Irmãs de São José de Chambéry do Brasil e Bolívia
Processo de Integração


SEGUNDA FICHA:

Na segunda ficha fomos convidadas a refletir sobre isso, também com o Profeta Elias:
• Tomar consciência do que já temos em comum e o que precisamos fortalecer. O que essa constatação provoca em mim?
• Em quais dos aspectos me sinto mais chamada a implicar-me? Por quê?

Iluminar a realidade com a Palavra de Deus:
Nesta segunda ficha continuaremos orando com o texto sobre Elias. Ele partilhará conosco sua experiência de “espera de Deus e seu jeito original de se revelar”. O jeito de Deus não sempre se parece com o nosso. Muitas vezes queremos “dar ordem” a Deus ou “ensinar-lhe” como deve fazer. Mas, seus caminhos não são os nossos. Elias passou por um processo difícil como ele mesmo nos contará.

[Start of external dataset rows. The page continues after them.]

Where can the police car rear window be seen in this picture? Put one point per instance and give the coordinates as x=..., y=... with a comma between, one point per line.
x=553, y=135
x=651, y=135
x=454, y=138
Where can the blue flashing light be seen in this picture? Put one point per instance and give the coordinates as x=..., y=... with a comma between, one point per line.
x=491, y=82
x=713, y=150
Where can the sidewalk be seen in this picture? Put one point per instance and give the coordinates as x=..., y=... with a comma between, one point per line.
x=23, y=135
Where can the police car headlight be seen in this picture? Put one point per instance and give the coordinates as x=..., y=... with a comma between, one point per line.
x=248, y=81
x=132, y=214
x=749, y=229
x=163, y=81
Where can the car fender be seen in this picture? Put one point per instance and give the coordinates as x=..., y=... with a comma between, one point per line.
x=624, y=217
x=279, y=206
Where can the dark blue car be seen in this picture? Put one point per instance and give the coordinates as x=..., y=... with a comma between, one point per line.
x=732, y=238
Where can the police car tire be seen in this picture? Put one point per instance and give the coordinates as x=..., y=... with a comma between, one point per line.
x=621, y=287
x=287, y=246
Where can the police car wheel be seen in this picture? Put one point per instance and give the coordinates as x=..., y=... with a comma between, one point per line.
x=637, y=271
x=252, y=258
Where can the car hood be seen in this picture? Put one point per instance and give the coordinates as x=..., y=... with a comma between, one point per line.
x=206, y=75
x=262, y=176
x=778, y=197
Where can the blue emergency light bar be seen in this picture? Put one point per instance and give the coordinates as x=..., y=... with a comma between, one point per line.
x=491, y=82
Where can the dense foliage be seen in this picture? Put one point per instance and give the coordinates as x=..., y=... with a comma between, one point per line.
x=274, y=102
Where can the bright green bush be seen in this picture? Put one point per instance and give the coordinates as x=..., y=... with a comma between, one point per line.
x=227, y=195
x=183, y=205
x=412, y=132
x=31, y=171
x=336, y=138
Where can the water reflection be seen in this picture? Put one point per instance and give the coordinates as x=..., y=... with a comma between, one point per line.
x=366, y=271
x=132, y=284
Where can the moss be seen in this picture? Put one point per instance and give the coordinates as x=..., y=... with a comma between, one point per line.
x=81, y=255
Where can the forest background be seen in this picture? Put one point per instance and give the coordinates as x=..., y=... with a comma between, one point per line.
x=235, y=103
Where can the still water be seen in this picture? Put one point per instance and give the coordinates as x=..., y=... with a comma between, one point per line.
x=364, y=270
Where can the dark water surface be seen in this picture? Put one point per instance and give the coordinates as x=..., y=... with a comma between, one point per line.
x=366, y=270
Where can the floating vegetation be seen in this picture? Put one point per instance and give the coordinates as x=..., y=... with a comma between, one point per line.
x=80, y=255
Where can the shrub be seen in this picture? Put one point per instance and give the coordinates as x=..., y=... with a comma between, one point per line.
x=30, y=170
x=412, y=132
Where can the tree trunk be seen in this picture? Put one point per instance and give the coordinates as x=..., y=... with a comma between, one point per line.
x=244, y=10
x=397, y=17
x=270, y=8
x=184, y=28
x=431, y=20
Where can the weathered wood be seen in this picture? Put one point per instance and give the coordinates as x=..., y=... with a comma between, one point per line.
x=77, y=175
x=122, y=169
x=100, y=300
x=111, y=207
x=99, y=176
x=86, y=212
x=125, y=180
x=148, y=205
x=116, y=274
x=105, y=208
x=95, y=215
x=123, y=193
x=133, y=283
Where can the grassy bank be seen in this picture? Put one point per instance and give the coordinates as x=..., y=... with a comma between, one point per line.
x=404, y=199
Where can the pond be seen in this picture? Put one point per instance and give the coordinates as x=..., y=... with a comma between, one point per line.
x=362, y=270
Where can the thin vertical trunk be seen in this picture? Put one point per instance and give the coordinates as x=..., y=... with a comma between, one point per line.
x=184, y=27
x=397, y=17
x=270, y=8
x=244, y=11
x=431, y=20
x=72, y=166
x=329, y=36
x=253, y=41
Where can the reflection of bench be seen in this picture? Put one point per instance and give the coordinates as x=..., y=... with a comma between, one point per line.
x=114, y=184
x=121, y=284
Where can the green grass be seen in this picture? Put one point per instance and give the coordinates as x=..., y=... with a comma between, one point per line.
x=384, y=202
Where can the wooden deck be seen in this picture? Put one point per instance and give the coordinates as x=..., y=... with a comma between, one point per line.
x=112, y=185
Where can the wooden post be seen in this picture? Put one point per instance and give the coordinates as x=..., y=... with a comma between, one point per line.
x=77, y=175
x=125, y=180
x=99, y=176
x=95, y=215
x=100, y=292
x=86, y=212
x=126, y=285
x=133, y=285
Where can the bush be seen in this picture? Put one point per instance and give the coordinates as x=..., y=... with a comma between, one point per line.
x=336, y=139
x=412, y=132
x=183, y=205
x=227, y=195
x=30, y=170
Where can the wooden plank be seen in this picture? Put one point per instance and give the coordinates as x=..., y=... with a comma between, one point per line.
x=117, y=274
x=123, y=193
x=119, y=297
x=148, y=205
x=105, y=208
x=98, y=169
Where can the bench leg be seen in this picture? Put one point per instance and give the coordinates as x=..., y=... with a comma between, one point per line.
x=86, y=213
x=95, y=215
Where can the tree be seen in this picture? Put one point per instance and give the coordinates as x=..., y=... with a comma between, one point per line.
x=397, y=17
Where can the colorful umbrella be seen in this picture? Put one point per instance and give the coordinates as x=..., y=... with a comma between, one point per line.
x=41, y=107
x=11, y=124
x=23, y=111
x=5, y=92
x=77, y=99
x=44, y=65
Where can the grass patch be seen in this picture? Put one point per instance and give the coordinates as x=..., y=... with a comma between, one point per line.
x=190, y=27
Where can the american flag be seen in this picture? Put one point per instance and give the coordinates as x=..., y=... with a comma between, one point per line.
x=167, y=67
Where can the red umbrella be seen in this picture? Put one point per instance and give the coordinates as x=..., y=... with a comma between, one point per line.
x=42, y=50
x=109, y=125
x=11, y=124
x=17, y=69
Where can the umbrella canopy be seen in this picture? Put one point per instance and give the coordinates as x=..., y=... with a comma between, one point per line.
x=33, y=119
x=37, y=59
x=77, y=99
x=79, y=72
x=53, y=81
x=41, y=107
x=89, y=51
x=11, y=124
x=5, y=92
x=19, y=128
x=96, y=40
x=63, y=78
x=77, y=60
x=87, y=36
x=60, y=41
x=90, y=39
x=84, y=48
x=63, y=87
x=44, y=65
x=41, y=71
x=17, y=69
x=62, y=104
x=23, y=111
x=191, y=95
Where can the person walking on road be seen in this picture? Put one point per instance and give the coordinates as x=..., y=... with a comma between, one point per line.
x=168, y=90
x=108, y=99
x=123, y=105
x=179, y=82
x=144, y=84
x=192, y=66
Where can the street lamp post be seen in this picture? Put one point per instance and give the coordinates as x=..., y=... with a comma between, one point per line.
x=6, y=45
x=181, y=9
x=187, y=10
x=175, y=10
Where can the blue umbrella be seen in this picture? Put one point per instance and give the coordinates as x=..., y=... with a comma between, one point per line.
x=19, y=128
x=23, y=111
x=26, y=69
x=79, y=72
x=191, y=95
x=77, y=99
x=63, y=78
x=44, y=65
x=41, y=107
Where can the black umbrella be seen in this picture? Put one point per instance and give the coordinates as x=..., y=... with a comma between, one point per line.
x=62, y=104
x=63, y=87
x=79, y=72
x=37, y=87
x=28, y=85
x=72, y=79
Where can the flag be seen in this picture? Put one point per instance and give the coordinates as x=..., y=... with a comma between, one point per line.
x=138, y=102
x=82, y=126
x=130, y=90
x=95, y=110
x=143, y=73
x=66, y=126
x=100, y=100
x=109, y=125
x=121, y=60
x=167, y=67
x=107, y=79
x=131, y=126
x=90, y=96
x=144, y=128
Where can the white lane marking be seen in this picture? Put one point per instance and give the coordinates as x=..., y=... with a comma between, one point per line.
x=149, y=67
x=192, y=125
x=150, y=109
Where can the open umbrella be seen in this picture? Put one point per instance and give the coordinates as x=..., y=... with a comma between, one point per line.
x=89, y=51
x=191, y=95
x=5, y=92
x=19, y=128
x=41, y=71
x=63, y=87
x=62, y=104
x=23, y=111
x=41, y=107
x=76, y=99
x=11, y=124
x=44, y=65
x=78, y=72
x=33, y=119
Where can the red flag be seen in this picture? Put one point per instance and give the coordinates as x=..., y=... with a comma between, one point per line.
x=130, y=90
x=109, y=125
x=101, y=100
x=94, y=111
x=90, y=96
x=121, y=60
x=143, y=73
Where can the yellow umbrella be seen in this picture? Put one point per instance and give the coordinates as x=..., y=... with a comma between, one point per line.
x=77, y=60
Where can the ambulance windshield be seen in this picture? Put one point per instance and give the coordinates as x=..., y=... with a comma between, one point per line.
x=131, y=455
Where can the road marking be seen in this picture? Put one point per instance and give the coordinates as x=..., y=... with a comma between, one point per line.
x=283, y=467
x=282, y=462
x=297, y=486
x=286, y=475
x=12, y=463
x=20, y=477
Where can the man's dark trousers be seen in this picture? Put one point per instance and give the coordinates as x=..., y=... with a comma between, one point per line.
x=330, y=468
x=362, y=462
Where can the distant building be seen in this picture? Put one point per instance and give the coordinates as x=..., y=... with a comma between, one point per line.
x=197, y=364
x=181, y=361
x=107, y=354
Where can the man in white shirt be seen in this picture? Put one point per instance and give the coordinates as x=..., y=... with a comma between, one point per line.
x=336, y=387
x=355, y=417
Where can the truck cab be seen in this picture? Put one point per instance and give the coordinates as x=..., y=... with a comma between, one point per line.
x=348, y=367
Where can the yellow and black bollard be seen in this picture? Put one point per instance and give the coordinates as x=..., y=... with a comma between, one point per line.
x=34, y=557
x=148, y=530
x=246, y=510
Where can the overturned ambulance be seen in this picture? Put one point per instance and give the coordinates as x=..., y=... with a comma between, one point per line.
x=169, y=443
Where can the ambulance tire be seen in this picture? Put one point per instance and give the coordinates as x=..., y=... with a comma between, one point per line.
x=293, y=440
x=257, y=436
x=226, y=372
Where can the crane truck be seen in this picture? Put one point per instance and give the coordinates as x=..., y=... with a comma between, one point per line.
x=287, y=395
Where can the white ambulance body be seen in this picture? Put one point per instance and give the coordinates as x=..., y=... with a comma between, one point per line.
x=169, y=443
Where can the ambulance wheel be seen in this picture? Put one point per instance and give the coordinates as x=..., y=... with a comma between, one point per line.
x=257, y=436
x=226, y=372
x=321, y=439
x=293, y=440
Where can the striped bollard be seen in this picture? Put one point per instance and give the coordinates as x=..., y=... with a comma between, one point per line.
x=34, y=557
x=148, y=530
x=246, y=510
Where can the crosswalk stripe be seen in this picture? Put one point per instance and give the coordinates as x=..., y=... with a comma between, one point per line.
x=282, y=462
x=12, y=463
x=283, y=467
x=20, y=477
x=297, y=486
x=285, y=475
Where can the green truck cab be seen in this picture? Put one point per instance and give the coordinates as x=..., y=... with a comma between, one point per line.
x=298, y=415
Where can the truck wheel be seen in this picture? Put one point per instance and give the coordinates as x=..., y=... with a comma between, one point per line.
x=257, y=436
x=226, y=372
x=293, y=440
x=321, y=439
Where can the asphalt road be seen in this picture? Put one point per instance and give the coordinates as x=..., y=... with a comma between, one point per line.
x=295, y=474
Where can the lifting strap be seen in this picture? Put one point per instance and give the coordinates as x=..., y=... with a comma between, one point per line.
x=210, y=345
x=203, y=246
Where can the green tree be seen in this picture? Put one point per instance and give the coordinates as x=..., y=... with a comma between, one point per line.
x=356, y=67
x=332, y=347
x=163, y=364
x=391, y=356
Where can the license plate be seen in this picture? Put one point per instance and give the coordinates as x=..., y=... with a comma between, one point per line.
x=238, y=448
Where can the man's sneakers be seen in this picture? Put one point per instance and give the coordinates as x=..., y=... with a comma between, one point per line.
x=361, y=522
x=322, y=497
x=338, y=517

Elias continua partilhando sua experiência
Na solidão do deserto e no silêncio passei pelas provas mais difíceis: Deus queria revelar-se a mim, mas eu não estava preparado para acolher a sua presença. Minha vida estava orientada pelos critérios do passado e Deus é o ETERNO PRESENTE. Pensava que Ele podia revelar-se somente através da tempestade, do raio, do terremoto, do fogo... E Ele tinha outras formas de revelação.

Eu penava ser o “dono” da luta contra Baal. Estava convencido de que o combate à idolatria dependia do meu trabalho. Acreditava, inclusive, que se Jezabel me matasse, Deus sairia perdendo...
Contrariando todas as minhas convicções sobre onde e como encontrar Deus, Ele se manifestou onde eu menos esperava: em uma brisa suave! Quando senti sua presença cobri o rosto com as mãos (1 RS 19,13), pois me lembrei de que eu não podia ver o rosto de Deus. Claro, se eu o visse, deixaria de buscá-lo.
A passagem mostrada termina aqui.